The most open government in the world? It doesn't feel like itů
11 January 2013
As businesses increasingly run public services, transparency is more important than ever. But accessing data on how the taxpayer's pound is spent is getting 'harder and harder and harder', Margaret Hodge tells Matthew D'Arcy
The coalition claims to be leading the world in transparency. It says it is building the most open government the UK has ever seen. "It doesn't feel like it," says Margaret Hodge, chairwoman of the formidable Commons Public Accounts Committee.
Parliamentarian of the year, Hodge is the most influential of MPs in the matter of scrutinising the hundreds of billions of pounds that Whitehall guzzles. But her authority is far from free of the frustrations of a system that she complains is still keeping information firmly concealed from the public and from parliament.
"I can think of all sorts of examples where actually we are denied data that we would find absolutely imperative in trying to track the taxpayer's pound," she says.
"Increasingly the government is using the private sector to deliver public services. All too often when you try to get behind whether there is value in the way that those contracts are delivered, you are prevented from seeing the relevant information on the grounds of commercial confidentiality."
Today's more diverse service provision needs improved accountability, she insists. One option is to extend the powers of the National Audit Office so it can examine the performance of key companies which generate a large amount of their income from the government, she suggests. "Whether it's the Capitas of this world or G4S or A4E, these are big enterprises where much of their turnover comes from the public purse," she says. "In those instances the NAO ought to go in there and find out what the hell is happening – follow the pound."
Network Rail has been "very, very difficult" to extract data from, she says. And problems are experienced elsewhere.á "The government has put more information online but there is a difference between releasing data and ensuring the data is relevant, understandable and useful.

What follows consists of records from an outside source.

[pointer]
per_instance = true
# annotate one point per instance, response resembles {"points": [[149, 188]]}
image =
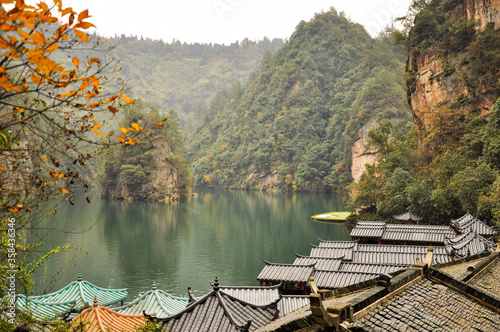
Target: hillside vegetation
{"points": [[183, 76], [451, 164], [292, 126]]}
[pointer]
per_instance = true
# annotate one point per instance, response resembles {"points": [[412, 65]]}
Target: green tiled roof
{"points": [[83, 293], [43, 310], [156, 302]]}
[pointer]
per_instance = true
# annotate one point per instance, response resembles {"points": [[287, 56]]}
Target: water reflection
{"points": [[221, 233]]}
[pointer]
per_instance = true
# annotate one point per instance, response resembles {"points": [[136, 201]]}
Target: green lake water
{"points": [[220, 233]]}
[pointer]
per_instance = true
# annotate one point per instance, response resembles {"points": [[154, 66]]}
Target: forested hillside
{"points": [[450, 164], [293, 125], [185, 76], [152, 168]]}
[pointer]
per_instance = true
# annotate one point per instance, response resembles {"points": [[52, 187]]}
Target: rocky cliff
{"points": [[448, 76]]}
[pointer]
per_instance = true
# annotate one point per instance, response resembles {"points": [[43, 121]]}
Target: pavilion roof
{"points": [[82, 293], [286, 272], [102, 319], [469, 244], [407, 216], [468, 223], [154, 301], [43, 310], [320, 263], [218, 311]]}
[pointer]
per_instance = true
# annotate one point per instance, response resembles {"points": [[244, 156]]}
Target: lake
{"points": [[220, 233]]}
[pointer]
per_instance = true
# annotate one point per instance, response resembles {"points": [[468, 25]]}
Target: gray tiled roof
{"points": [[407, 216], [220, 312], [338, 279], [368, 229], [321, 263], [371, 268], [487, 279], [468, 223], [286, 272], [469, 244], [253, 295], [416, 233], [331, 252], [154, 301], [377, 257], [428, 306], [337, 244], [289, 303]]}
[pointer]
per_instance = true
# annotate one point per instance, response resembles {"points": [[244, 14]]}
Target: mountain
{"points": [[294, 124], [185, 76], [450, 163], [153, 168]]}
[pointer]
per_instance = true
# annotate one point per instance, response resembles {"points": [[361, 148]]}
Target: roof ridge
{"points": [[317, 257], [282, 264]]}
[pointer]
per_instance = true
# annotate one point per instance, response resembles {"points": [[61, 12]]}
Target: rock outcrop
{"points": [[442, 83]]}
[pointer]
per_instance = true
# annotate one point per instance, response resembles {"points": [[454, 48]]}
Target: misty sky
{"points": [[226, 21]]}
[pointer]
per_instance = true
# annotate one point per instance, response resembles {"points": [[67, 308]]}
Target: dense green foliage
{"points": [[183, 76], [452, 167], [299, 115], [154, 168]]}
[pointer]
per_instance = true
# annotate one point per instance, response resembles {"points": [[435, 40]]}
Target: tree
{"points": [[54, 102]]}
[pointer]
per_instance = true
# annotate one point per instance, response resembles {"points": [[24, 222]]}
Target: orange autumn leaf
{"points": [[94, 80], [84, 25], [92, 60], [81, 35], [127, 100], [135, 126], [96, 126], [17, 208], [84, 85], [83, 15], [111, 99], [38, 38]]}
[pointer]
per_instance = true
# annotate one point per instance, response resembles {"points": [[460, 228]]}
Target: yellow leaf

"We still don't have appropriate data on academy schools to compare them properly with local authority maintained schools."á New public service models will not permit them to escape the scrutiny of parliament.
"As money from Department for Education goes into independent academies and free schools, DfE will not be allowed to opt out of its responsibility in ensuring that money is properly spent," she says. "It's no good trying to pass the buck to an academy trust, or to a foundation trust in the health service.
"We will hold them to account and they have got to make it absolutely logical and easy to follow the taxpayer's pound. At the moment, right across government, that is not the case."
Even the watchdogs are not spared her wrath. She complains that she has yet to see an annual report from the Efficiency and Reform Group's Major Projects Authority – a body she hopes will stop procurement "train crashes" such as those seen in defence, government IT and even in the West Coast Mainline fiasco. The reason, she understands, is that "people don't want us to know about the fragility of some projects. That's just mad, it's mad".
Performance information on the Work Programme also proved difficult to obtain. "It took forever and we are now trying to unscramble it and make sense of it," she says.
Hodge even heard from Work Programme private providers that they would be happy to share information but the Department for Work and Pensions had silenced them, they told her. "That was quite outrageous, if it is true," she says.
Transparency and consistency of data to allow comparisons becomes "ever, ever, ever more important", she says. "But it is getting harder, and harder and harder to get at it."
Getting underneath the failings of security contractor G4S at the Olympic Games was also frustrating. "It was very difficult to extract relevant information because the London Organising Committee of the Olympic and Paralympic Games is a private company, although entirely dependent on public money."
Freedom of information can be enhanced and should be extended to private firms, she says. "You can build it into the contract that you have got to have transparency so you can follow that part of the business that is being funded from the public purse. You don't need to follow the whole business."
Coalition ministers have already vetoed the release of documents under the Freedom of Information Act several times, blocking orders from the Information Commissioner and tribunals. Hodge acknowledges the need for frank and open advice in government, a justification sometimes used for refusing to release information. "But the public need proper comfort that their money is being used properly," she says.
As a Labour MP, she admits her own party tried to interpret FoI in a way that "inhibited transparency" when in government. "Civil servants hate FoI," she says. "You need to get better civil service accountability for the work they do. Far from trying to draw back on FoI we need to clarify and push forward so we don't have these excuses."
Open data has been ministers' preferred route to transparency – far more so than FoI. Ministers hoped that an "army of armchair auditors" would hold public servants' feet to the fire, when they began to release datasets. Hodge believes this army has not emerged. She is "absolutely convinced" that transparency can improve quality and value for money. Her message to ministers is "Don't talk about it, do it."